Given the observations and criticisms of cultural intermediaries, crowdfunding would seem to offer significant hope as an alternative production process. Crowdfunding sites (as typified by Artistshare, Kickstarter and Pledgemusic) allow fans to become funders of music projects before they take place, usually gaining some access to the creative production process in return. Such hope does presuppose that there is a market for what is being offered though. However, it could be argued that cultural intermediation should represent the market anyway, in which case, a crowd-funded project cannot ‘create’ its own market or alternative production process. Alternatively, if it is the case that cultural intermediation does not necessarily represent the market, then a crowdfunded project has the potential to create its own market. In that case, crowdfunding offers exiting potential to create alternate cultures of production which would otherwise be forgotten or unrealised. Drawing upon established literature on the subject, and case studies, this paper discusses whether crowd funding can really create an alternative culture of production.

Mark begins with an overview of traditional model of cultural production, and he tracks the cultural and financial flow through it. He notes that this model has been negatively criticised (starting with Adorno and the idea of pseudo-individuality). The UNESCO report into cultural industries identified issues with monopolies.

We now look at the concept of Attraction, and Mark discusses the gatekeepers of the traditional model and identifies the idea of ‘Quality/Preparedness’ (Mollick 2012). Mark’s research into crowdsourcing suggests that there are many creative/economic advantages for creators. He firstly looks at the crowd-funding model via what he calls a utopian ideal of removing the cultural intermediaries.

He identifies suggested ‘conditions’ to maximise potential; having a rationale for using CF, not acting like a record company; responding to fans’ needs; and involving fans as participants. He looks at ‘negative’ motivations (after Lisa Potts 2012, Belt et al 2012) where artists may choose CF solutions because they are rejecting traditional models. He discusses the importance of A&R and its role in achieving ‘Preparedness’. The problem is that CF project creators are not as well equipped as an experienced A&R person to make a judgement about an artist/work. He states that just because people can use CF it does not necessarily follow that they should (especially if their motivations are negative).

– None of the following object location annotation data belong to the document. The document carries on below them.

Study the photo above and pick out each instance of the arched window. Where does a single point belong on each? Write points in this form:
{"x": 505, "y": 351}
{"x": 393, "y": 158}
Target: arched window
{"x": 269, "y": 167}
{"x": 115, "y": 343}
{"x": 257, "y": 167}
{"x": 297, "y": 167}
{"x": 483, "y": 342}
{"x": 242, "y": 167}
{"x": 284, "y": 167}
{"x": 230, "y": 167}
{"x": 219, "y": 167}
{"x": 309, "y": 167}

Mark now discussed the avoidance of ‘record company behaviour’, and notes that some CF projects (e.g. Artistshare) end up behaving like them, but with limited capability and motivation. They have more control but less expertise – so the control is an illusion in practice. Rejection of a cultural intermediary devalues the role of that individual – CF projects underestimate the amount of record company-like work they must do (e.g. marketing). Mark calls for better use of the ‘new control’ and notes that this requires different behaviours.

So how can CFers respond to audience motivations? Mark states that CF consumer motivations are diverse and unresearched. He suggests that we can extend ‘Uses and Gratifications Theory’ (McQuail et al 1972), and then speculates about different motivations in potential CF investors – consumers may be becoming investors/cultural intermediaries, influencers etc. Whatever CF users may be, they are more than passive consumers.

The fourth challenge is to involve fans as participants, and Mark notes the potential for two-way communication between producers and consumers. He now looks at contrary practice, noting the Pottermore site’s failure to bring true fan interaction to the fore, and Artistshare’s lack of expectation of response in its participants. Both, he says, failed to respond to the central issue fo control.

Areas of maximum potential are identified – in platform, networks (Benkler 2006), sharing (Lessig 2008, Tapscott and Williams) and aggregation. He concludes that there is a good rationale for (non-negative) CF engagement; that the record company model is receding; that the audience motivations must be understood; and that the audience is participatory.